Instructively Bad Writing – Part VI

Amazon is a filled with authors who lost patience with the process and self-published too early.  They are not necessarily bad writers, nor did they necessarily write bad books.  They did, however, write bad opening paragraphs.

In this series, I pick random opening paragraphs from self-published novels and deconstruct what went wrong.  I have not read the entire book, and for all I know they’re fantastic.  But the opening paragraph doesn’t give me much hope.

So here we go.  Let’s dive in together and learn what we can from instructively bad writing.

Original, unedited first paragraph

Bad writing.png

Normally, I break these down a sentence at the time, but for this one I want to look at the opening at a higher level.  It’s a great example of my biggest fear with writing, something I spend a lot of time thinking about.  The technical skill in this writing isn’t “bad”.  It’s perfectly serviceable.  This is not a “bad” writer.

But this is a bad opening.

Obviously this is subjective, but when I read this, I was bored about two sentences in.  I spent a lot of time reading and rereading this, trying to figure out what went wrong and why – if the writing was technically competent – the opening didn’t land.

I have a few ideas.

#1. The first three paragraphs convey the exact same message

The point the author is trying to get across is that it’s an idyllic setting, about to be disrupted.  Fine.

Let’s look at the first three paragraphs, not for the words, but for the concepts conveyed in the sentences.   All three follow the identical format:

Here is a thing.  Here is the thing described, using an estimated number.  Now they are doing something routine.  I will remark cynically on their innocence.  I will end with an ominous sentence.

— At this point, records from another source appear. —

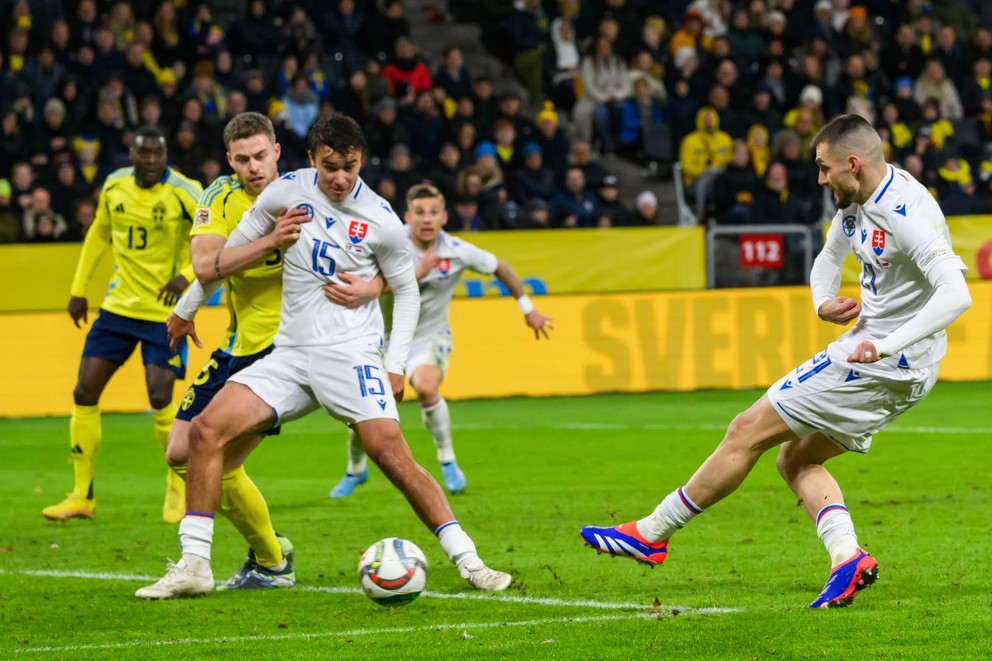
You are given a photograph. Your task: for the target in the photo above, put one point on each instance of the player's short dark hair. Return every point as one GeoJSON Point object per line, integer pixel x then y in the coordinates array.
{"type": "Point", "coordinates": [845, 129]}
{"type": "Point", "coordinates": [245, 125]}
{"type": "Point", "coordinates": [149, 133]}
{"type": "Point", "coordinates": [424, 191]}
{"type": "Point", "coordinates": [337, 131]}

Watch, let’s break apart those first three paragraphs into those headings I invented:

Here is a thing:

Paragraph 1: Two children
Paragraph 2: Their mother..
Paragraph 3: Their home…

Here is the thing described, using an estimated number

Paragraph 1: They were young, perhaps two and four years old.  The older one was a boy, the younger one a girl.
Paragraph 2: An attractive woman in her early thirties
Paragraph 3: A large development containing roughly three hundred homes

Now they are doing something routine

Paragraph 1: They chased each other around the swing set
Paragraph 2: She was hanging wet laundry
Paragraph 3: nestled itself in the hills of Southern Pennsylvania

I will remark cynically on their innocence

Paragraph 1: They were still at an age where they saw life as a privilege
Paragraph 2: smiling at their joy, their innocence, their untarnished view of the world
Paragraph 3: paragraph 3 skipped this part.

I will end with an ominous sentence

Paragraph 1: They weren’t old enough to know any better yet
Paragraph 2: The three of them appeared completely oblivious to the dangers lurking just beyond
Paragraph 3: And it was within those dense trees that the danger lurked.

So.. yeah.  That’s my problem with the first three paragraphs.  They convey an identical message to the reader.  That’s why I found it so boring.  But here’s the thing, it took me awhile to figure that out.  That’s why I find writing so difficult.  I’ve for sure made this mistake in my own writing.

#2. The next four paragraphs are a big ‘ole dump of information.

In the next four paragraphs, we learn

  • Michi has joined SOURCE
  • weirdly bland details about Max, the charismatic leader
  • there was an incident in Baltimore
  • Michi has a sister and mother
  • SOURCE is about to attack the homestead.

Holy crap!  That’s like…. a fuckton of information to throw at the reader.  It’s given in a rapid staccato with no measure or elegance.  It’s a crap ton of data, crammed in.

What’s worse is we really don’t learn anything about Michi, who I assume is the main character.  Why did he “eagerly” join SOURCE?  How does he feel about watching the Homestead?  Is he bothered that they’re about to be attacked?  Is he flush with the anticipation of upcoming battle?  Does he miss his sister?  Frig man, give me one tangible piece of characterization to hold on to!

So.. yeah.  8 paragraphs to describe a family who (I’m guessing) will never be seen again and to introduce a huge ton of “tell-y” not “show-y” details about a very vanilla main character.

But – it’s not bad writing!  See why writing is so hard?  It’s almost like what you choose to write about is more important than how you write it.

Shit, that’s pretty pithy.  I should make a t-shirt.